Hopkins is a crafty veteran with an uncanny ability for disrupting an opponent’s rhythm and taking him out of his game. A master of versatility, Hopkins can do this in numerous ways, often adapting different strategies to accomplish this goal. Against Felix Trinidad and Oscar De La Hoya, he utilized his ability to box from the outside behind the jab, whereas, against Keith Holmes and Winky Wright, he focused on smothering tactics and in-fighting. He can box or brawl, he can fight passively or aggressively, and he can lead or counter. Additionally, he has a tremendous knack for bending the rules in his favor without getting caught—a tactic which has successfully taken many a weary opponent by surprise, oftentimes enabling Hopkins to wear his opponent down mentally before breaking him down physically.
Few would deny the fact that Hopkins is the most technically gifted fighter Calzaghe has ever faced.

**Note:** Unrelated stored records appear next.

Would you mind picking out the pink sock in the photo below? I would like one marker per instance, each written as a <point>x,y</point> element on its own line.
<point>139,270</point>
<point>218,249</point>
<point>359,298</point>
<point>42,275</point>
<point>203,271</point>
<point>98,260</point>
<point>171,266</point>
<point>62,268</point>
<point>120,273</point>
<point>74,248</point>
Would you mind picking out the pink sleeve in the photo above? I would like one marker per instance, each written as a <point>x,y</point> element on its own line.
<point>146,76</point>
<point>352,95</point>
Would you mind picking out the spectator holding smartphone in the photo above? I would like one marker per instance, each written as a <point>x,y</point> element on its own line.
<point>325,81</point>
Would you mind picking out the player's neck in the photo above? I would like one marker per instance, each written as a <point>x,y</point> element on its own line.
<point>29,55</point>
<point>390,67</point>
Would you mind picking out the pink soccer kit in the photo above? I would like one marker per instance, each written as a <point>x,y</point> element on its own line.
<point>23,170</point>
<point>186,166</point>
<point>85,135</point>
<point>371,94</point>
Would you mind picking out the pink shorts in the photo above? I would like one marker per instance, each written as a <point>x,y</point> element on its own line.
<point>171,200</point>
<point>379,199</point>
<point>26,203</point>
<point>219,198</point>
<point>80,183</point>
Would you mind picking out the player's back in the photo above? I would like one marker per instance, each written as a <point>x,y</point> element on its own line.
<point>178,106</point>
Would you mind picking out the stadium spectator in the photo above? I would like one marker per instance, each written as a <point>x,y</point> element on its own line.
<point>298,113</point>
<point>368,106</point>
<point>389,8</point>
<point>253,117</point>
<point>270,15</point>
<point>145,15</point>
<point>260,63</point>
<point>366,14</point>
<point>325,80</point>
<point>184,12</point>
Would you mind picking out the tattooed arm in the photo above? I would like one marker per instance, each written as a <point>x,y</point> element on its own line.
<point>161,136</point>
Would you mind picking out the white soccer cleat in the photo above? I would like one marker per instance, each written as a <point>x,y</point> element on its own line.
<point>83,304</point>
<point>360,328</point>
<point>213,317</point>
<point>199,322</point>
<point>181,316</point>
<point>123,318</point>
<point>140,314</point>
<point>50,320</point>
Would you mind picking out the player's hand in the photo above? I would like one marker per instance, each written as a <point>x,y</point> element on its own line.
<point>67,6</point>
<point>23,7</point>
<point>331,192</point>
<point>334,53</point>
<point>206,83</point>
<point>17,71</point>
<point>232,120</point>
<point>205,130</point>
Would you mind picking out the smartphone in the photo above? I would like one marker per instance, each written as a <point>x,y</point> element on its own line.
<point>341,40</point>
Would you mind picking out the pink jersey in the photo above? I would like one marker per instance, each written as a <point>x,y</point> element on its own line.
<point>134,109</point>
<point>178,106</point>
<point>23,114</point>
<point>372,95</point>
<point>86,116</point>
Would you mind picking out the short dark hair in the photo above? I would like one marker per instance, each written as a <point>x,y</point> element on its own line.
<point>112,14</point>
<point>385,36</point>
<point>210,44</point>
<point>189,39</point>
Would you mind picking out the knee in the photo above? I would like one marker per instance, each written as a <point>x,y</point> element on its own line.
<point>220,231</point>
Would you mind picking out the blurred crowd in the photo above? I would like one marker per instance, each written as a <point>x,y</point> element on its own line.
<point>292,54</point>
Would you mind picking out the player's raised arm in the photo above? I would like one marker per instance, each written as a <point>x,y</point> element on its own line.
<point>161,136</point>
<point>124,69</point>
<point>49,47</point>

In addition to his tactical prowess, he is additionally the most versatile fighter Joe was ever matched with. I, for one, am flabbergasted by this commonly held belief that Calzaghe is going to enter the ring and simply beat Hopkins by outworking him!

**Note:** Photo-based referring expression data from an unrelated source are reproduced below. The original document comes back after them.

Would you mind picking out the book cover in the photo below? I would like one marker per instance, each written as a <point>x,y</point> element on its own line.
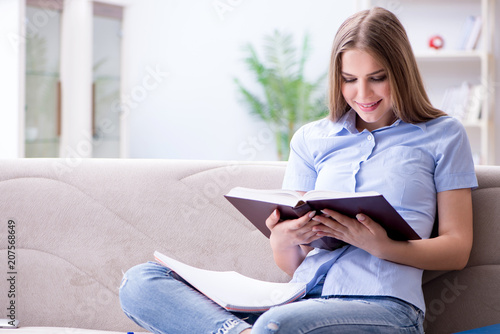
<point>233,291</point>
<point>256,205</point>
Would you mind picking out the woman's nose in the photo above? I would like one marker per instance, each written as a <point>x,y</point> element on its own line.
<point>364,90</point>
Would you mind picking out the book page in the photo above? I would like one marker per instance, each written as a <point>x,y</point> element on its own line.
<point>326,194</point>
<point>278,196</point>
<point>234,291</point>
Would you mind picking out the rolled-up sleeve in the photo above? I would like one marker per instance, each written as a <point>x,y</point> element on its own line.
<point>454,164</point>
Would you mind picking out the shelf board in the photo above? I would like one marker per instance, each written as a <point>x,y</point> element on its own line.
<point>457,55</point>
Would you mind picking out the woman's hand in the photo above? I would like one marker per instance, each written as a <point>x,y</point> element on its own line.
<point>291,233</point>
<point>361,232</point>
<point>287,239</point>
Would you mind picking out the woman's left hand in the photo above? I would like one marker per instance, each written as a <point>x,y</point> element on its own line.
<point>361,232</point>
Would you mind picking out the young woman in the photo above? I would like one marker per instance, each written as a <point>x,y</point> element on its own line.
<point>383,135</point>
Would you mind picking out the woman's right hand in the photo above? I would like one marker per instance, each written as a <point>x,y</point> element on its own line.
<point>291,233</point>
<point>288,238</point>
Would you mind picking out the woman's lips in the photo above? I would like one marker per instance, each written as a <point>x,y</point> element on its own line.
<point>368,106</point>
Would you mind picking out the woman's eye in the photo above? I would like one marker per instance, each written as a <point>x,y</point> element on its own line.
<point>378,79</point>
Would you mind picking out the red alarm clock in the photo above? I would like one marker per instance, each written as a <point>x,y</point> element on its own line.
<point>436,42</point>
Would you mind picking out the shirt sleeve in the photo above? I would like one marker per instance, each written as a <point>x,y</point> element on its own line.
<point>454,163</point>
<point>300,173</point>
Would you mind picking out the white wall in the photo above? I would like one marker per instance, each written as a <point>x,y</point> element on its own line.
<point>194,110</point>
<point>11,83</point>
<point>496,84</point>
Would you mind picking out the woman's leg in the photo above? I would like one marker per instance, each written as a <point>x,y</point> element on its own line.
<point>342,315</point>
<point>159,300</point>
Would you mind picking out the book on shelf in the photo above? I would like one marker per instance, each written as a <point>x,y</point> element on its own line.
<point>463,102</point>
<point>471,33</point>
<point>234,291</point>
<point>257,204</point>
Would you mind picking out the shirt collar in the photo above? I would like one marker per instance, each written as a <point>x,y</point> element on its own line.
<point>348,122</point>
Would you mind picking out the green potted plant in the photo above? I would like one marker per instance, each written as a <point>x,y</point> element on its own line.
<point>288,100</point>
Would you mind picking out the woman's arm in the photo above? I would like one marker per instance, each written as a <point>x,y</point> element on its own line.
<point>450,250</point>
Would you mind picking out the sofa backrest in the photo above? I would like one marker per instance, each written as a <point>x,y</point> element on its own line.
<point>80,223</point>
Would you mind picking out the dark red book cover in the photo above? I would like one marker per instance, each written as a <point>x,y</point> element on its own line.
<point>376,207</point>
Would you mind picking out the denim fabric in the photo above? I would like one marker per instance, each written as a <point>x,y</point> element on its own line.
<point>160,301</point>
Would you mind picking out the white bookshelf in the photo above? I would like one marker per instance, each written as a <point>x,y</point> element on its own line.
<point>449,67</point>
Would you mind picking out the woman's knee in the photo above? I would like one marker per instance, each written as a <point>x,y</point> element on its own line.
<point>135,282</point>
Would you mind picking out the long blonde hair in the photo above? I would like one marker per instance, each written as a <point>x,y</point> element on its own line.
<point>379,32</point>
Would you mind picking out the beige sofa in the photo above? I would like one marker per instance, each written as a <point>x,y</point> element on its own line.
<point>78,224</point>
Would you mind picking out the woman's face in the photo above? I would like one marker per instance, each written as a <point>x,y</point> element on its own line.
<point>366,89</point>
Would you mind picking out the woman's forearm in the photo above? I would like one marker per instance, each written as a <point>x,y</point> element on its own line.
<point>289,259</point>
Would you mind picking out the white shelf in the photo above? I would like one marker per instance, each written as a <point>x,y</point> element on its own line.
<point>446,68</point>
<point>449,55</point>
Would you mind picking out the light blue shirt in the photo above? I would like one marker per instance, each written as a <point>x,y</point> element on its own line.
<point>407,163</point>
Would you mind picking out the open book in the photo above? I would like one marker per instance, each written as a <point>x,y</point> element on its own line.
<point>257,204</point>
<point>233,291</point>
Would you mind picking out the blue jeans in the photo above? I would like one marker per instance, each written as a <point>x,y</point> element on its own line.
<point>160,301</point>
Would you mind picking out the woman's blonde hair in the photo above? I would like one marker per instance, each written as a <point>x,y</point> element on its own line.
<point>379,32</point>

Calzaghe’s unorthodox style is often described as ‘awkward’ by both victims and analysts alike. As a result, he often finds himself off-balance which leaves him wide open for counters. To date, he has not faced someone capable of exploiting these weaknesses, but then again, he has never faced someone as capable as Hopkins—a fact which seems to be going unnoticed by all too many.
I believe that Hopkins defensive nature combined with impeccable counter-punching capabilities will certainly keep Joe on his toes. Calzaghe will need to be much more careful than he was against one-dimensional fighters like Lacy, and he will need to be much more tactical in his planning than he was against someone without a back-up plan like Kessler. Hopkins is a multi-dimensional fighter whose adaptability inside the ring makes him difficult to ‘figure out’. No doubt the seasoned vet will have a few tricks up his sleeve.
Paul Williams looked sensational against a defensive misfit like Margarito, but when pitted against an opponent who could move and counter, he looked mediocre. Likewise, Calzaghe also looked sensational when pitted against offensive-minded fighters like Kessler and Lacy. How will he look when he squares off against the much more defensively talented Hopkins? I cannot say for sure, but I feel we will see a greatly reduced punch output on the part of Calzaghe. I am not saying that this analogy is by any means perfect, but I certainly believe it helps highlight my point—there are ways of slowing down fighters with high work rates.
In fact, Calzaghe himself probably realizes that it will take more than work rate alone to get the best of Bernard Hopkins. Calzaghe is a very intelligent fighter who is much too smart to rely on such a poor strategy. He also probably has a better idea of what he is up against than do the majority of fans, pundits and odds-makers. Expect him to fight a much more tactical bout than we are accustomed to seeing, and expect him to pick and choose his punches much more carefully. Otherwise, we may see a one-sided exhibition from ‘Old Man Popkins’.